Some of the weird physics in the Ragnarok trilogy comes from the pervasiveness of emergent phenomena throughout physics, in more than the obvious places. I'm currently re-reading Robert Laughlin's The Different Universe, which emphasises this. It's a Marmite book - the usual reactions are love or hatred, rarely neutrality - but Laughlin is a Nobel laureate, so you have to pay attention. Much of the book's attraction comes from exploring areas of solid state physics that most of us don't know about. (Personally I've always been bothered by the way sound quantizes (as phonons) identically to electromagnetism.)
That includes exploring different phases of matter. Solid/liquid/gas and maybe plasma... that's as far as most people get. But liquid crystals don't fit that simple categorization (while at a higher level, liquids and gases are treated identically as fluids when it comes to modelling flow and turbulence), and there are many other examples.
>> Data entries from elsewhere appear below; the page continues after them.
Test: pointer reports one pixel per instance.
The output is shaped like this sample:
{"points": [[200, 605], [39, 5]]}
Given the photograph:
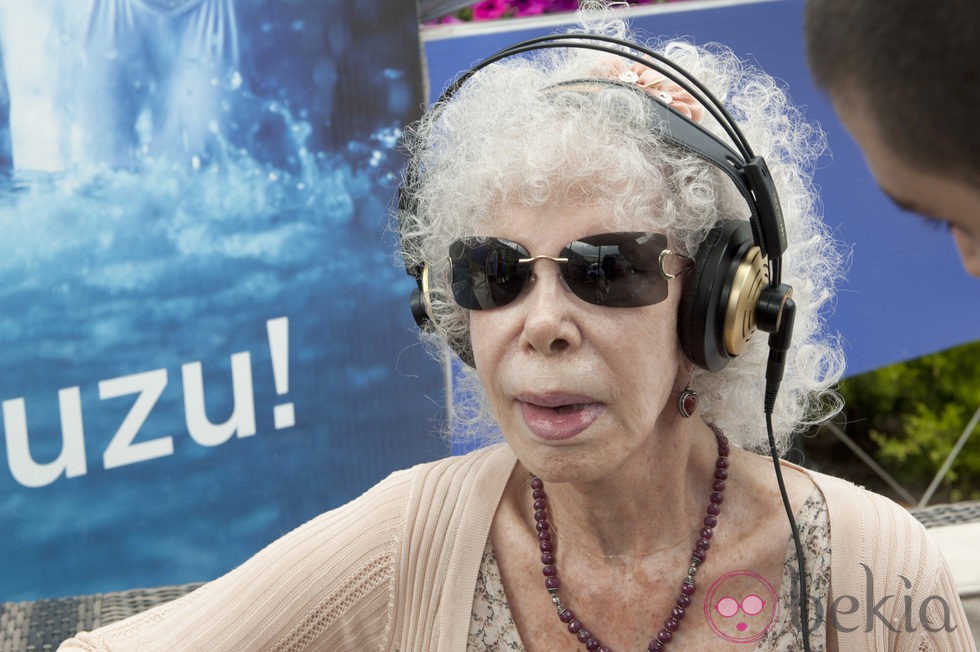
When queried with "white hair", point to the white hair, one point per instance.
{"points": [[509, 135]]}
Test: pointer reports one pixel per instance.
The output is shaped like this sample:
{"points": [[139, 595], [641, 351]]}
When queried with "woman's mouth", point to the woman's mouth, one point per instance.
{"points": [[552, 419]]}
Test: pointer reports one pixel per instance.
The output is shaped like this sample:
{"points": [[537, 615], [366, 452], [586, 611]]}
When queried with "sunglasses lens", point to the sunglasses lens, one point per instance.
{"points": [[620, 270], [485, 272]]}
One of the newest examples is two-dimensional solids, exemplified by graphene. Two professors at Manchester University have today won the Nobel Prize for physics for discovering this new phase of matter - or if you prefer, a new class of materials with remarkable properties. (Need a material for your fictional starship's hull, anyone?) The Brits have won it again.
Mind you, these two Brits are called Geim and Novoselov, both hailing from Russia, but what the heck. Nice work, anyhow.